The U.S. will either successfully manage the transition to multipolarity by remaining an important broker and preserving even-handed relations with China, India, Russia, and others, or it will push some nations into the China camp, thereby encouraging a situation of hostile bipolarity. Unfortunately, few people of the U.S. political class are prepared to accept those realities and formulate a Russia policy grounded in them.

The administration of U.S. President Barack Obama has instinctively resisted Cold War-style recommendations, but it has nothing to offer instead. It remains fixated on Putin and his "belligerent" policies instead of thinking about the interests and values of Russia as articulated by the nation's political class. With or without Putin, Russia is not going to serve as a junior partner in a U.S.-assembled coalition no matter what sanctions are applied. U.S. thinking belongs in the past because Russia has global options.

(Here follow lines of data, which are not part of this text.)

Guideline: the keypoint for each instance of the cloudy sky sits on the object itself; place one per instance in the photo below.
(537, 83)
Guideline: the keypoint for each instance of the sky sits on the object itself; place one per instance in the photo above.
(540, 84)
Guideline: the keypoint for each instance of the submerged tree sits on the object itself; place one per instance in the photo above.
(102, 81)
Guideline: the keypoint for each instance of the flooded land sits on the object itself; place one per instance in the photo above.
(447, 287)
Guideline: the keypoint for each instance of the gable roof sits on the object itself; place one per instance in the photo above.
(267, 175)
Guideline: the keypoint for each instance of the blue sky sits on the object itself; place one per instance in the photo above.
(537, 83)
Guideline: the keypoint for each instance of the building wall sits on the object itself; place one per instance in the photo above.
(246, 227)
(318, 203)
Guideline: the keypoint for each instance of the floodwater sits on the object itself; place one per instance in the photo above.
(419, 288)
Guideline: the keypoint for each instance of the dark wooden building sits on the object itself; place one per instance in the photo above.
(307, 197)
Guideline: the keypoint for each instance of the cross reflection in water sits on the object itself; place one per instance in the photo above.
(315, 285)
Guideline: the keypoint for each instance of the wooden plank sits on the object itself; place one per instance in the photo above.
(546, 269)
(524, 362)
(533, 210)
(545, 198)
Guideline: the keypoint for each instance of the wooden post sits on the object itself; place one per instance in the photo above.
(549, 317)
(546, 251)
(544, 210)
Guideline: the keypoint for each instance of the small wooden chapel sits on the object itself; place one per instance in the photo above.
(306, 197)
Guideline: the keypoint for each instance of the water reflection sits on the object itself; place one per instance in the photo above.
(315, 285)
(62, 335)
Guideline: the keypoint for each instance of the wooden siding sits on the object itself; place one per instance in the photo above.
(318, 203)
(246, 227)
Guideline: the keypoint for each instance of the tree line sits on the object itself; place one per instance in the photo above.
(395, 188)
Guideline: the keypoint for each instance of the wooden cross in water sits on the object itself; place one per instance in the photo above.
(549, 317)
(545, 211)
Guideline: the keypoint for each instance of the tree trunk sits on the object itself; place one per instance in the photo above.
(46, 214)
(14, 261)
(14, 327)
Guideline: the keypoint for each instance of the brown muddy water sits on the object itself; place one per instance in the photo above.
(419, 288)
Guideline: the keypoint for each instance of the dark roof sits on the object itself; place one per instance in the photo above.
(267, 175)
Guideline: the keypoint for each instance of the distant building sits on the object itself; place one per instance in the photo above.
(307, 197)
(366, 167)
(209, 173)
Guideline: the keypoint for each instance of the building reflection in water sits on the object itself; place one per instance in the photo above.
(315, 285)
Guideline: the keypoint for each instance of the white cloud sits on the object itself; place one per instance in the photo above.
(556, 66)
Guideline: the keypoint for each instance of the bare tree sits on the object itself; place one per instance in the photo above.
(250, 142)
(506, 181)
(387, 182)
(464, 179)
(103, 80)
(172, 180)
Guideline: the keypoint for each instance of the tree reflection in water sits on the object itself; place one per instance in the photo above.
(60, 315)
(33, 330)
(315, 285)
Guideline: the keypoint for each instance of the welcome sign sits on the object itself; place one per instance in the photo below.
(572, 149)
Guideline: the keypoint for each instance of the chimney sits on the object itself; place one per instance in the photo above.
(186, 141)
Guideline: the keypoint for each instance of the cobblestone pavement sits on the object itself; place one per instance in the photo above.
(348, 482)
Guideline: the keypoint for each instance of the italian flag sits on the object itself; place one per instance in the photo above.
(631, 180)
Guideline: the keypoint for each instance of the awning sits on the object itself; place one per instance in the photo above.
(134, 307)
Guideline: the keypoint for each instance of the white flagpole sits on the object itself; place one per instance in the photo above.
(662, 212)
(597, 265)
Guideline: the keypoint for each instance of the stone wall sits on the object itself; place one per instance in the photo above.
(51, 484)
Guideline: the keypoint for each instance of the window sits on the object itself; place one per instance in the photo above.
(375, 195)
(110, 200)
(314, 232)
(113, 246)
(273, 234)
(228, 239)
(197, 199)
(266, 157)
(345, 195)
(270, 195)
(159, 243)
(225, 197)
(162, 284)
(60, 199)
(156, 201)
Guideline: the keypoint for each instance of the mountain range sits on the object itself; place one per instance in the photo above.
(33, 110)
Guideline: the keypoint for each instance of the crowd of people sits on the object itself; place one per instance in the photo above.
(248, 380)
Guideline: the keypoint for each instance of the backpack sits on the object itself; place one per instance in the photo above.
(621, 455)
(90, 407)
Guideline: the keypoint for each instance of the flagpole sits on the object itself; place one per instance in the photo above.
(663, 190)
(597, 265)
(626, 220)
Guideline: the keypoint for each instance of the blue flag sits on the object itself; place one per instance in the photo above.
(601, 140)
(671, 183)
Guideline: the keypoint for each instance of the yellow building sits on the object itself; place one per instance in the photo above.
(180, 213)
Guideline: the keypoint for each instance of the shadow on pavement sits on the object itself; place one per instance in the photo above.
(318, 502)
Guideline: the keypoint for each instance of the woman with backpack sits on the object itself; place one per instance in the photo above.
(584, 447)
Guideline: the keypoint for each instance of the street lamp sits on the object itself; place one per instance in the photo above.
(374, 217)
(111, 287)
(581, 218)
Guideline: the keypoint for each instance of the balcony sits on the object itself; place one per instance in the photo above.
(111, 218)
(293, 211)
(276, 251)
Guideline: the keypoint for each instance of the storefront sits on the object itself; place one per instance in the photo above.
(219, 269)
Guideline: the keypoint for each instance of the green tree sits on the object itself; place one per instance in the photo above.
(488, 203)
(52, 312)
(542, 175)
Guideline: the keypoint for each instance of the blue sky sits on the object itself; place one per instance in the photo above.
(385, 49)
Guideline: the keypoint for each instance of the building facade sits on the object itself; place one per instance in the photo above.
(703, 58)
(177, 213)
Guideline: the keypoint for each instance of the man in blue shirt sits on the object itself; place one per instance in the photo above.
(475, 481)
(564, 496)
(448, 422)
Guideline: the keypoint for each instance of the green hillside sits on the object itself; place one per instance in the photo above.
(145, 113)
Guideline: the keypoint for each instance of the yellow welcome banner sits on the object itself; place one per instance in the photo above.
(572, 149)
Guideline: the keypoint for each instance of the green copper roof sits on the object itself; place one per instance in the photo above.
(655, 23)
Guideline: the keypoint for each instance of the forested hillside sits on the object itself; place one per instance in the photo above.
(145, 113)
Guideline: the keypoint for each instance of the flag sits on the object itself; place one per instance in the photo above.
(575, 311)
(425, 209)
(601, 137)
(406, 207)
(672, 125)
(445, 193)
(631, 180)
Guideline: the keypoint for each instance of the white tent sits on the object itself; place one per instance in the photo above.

The real choice before the U.S. is whether it wants to assist Russia in becoming stronger in a future multipolar world or push it into a China-led coalition. In a world of international politics, no other choice exists, and anything else is the fantasy of a declining American superpower.

The U.S. should rethink its whole mode of relations with Russia by recognizing the legitimacy of Moscow's many criticisms and giving it more stakes in the international system. It must provide clear assurances that the West will not expand into Eurasia. With Russia as a partner, the West can revisit issues of Ukraine's territorial integrity, European security, nuclear Iran, Middle Eastern instability, and global terrorism with a much greater likelihood for success. Without such a partnership, the currently emerging multipolar international system will be turned into a bipolar one with Russia playing on the China side.

Andrei Tsygankov is professor of international relations and political science at San Francisco State University.